The situation in Turkey provided sellers a focal point, and sell they did from Asia to Europe, from China to South Africa. The dollar was resurgent against most currencies, especially emerging market ones, led by the Turkish Lire, South African Rand and a usually not very volatile Indian Rupee. Turkey has had problems with a President who seems to read from a different economic textbook altogether. The detention of a US pastor provided Donald Trump all he needed to impose tariffs on Turkish exports to the US. President Erdogan, however, is of similar temperament and Turkey quickly retaliated with disproportionately large tariffs on its US imports. The US has had trade surpluses with Turkey until recently; the balance of trade is now close to flat. Over the week, the US was the only market to record a rise with most markets from Europe to Asia falling for one reason or the other. If Trump is making America great again one of his prime strategies is making everyone else poor.
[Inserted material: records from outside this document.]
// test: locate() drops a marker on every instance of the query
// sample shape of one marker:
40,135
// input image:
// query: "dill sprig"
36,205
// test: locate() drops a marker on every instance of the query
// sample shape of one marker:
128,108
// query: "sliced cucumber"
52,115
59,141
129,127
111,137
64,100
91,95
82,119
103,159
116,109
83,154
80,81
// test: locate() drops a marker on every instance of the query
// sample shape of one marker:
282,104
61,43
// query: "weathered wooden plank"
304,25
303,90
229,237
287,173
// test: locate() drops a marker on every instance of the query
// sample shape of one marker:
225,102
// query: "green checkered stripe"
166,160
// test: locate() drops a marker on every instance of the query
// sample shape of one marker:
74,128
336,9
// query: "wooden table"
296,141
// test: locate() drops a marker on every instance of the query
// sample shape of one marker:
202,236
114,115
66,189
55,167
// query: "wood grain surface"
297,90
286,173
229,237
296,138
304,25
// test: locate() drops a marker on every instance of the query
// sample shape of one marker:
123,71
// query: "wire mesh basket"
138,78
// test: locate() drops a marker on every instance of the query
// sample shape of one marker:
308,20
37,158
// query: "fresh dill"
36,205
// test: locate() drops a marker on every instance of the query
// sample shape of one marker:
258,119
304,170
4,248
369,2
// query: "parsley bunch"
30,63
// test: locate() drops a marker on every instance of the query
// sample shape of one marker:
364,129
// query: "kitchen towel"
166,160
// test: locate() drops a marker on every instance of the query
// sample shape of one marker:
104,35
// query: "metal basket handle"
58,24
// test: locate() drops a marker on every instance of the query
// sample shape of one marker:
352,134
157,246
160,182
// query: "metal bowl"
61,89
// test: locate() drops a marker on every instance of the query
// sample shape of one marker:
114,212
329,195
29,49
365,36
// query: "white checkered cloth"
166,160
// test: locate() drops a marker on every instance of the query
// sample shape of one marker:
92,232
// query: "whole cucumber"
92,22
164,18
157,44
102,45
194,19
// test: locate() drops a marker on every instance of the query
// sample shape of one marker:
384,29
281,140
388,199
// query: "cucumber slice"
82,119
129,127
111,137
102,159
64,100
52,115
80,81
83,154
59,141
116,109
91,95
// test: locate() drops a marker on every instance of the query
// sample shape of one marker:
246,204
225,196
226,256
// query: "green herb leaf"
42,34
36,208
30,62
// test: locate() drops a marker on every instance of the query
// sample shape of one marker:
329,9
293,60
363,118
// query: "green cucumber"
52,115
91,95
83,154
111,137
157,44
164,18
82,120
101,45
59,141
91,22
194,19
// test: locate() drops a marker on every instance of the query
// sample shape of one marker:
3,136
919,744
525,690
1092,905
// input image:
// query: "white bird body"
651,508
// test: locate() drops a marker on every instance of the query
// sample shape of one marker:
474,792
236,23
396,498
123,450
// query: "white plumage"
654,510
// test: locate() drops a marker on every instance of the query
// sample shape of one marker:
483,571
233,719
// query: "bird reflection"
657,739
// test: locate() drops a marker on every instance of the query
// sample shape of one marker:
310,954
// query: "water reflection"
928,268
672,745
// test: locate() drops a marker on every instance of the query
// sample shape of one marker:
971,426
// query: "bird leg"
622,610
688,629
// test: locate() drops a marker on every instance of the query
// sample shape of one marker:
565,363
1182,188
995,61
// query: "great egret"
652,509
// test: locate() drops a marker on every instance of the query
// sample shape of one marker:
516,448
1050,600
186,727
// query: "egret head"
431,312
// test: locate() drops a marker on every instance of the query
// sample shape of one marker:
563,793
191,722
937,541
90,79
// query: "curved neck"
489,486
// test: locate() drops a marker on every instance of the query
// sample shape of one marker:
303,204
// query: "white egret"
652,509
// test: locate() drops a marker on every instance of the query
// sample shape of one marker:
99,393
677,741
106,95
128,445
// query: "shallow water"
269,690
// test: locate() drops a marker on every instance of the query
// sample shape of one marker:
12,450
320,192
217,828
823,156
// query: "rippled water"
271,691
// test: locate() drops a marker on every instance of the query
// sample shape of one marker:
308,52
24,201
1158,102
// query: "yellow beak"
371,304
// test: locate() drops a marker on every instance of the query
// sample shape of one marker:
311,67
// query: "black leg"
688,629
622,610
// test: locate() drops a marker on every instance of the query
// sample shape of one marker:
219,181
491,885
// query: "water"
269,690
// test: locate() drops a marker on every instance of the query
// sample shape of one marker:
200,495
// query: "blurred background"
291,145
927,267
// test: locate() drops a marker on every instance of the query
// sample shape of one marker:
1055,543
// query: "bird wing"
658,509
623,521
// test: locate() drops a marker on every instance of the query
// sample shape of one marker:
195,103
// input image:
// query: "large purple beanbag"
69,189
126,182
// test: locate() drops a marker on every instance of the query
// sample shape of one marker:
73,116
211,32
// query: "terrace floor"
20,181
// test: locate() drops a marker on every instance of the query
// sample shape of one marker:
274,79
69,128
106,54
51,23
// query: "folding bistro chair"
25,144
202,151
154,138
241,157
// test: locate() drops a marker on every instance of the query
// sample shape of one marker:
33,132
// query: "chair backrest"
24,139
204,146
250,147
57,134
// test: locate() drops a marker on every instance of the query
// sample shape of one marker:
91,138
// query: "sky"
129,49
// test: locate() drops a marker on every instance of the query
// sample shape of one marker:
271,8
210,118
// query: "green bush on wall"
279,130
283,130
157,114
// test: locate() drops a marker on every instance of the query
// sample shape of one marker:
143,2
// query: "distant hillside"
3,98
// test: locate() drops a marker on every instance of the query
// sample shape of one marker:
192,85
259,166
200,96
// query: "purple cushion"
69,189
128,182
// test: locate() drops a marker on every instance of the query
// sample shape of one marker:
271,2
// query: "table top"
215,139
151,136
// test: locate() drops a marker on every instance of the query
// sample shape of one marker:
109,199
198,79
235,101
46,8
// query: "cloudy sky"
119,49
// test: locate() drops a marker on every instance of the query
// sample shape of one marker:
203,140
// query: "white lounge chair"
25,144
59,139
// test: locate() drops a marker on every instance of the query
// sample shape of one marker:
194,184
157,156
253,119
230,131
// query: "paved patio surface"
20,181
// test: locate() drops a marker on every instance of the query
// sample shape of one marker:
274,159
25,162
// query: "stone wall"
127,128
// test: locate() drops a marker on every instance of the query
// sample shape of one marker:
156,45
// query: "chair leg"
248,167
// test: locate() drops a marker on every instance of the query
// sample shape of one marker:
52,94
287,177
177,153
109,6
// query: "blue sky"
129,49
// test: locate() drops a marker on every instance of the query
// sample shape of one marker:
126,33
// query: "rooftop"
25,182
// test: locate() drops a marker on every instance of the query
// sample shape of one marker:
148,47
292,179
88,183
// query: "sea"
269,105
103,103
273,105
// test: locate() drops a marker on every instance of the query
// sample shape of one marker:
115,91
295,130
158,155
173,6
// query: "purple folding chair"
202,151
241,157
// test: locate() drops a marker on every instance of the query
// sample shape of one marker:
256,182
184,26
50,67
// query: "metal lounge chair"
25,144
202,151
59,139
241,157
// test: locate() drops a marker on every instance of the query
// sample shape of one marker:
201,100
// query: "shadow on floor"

The EUR which was widely expected to trade through 1.25 this year instead traded through 1.14. Somehow the market extrapolated Eurozone growth in 2H 2017 and priced in a more hawkish ECB policy response which the ECB has now retreated from. With softening PMIs and economic data the ECB may have to be more dovish than even recently updated expectations. So far the message has been that the softness is likely transitory and that the economy is robust. Lately, data have indicated greater divergence between manufacturing and services and between countries in the Eurozone with Germany leading by far and the periphery falling further behind. The divergence is starkly reflected in sovereign spreads; the spread between peripheral members’ bonds and bunds has widened considerably in the last month. Italy will unveil its budget this autumn which is likely to meet resistance from Brussels.

Credit markets have been relatively well behaved compared with equities, FX and commodities. Credit markets are dominated by US issues and the current risk tolerance for US markets has helped stabilize fixed income from IG to HY. IG had a very bad first 5 months but has since recovered strongly. The HY market has actually outperformed while exhibiting less volatility than the IG market. Duration has played a big part in fixed income volatility this year. The more stable ABS and structured credit markets have reacted not so much to macro political news but to supply. A wave of supply weakened the market in the second quarter and is still working its way into markets. However, demand remains healthy, fundamentals strong and yield pick-up significant despite over a year of tightening.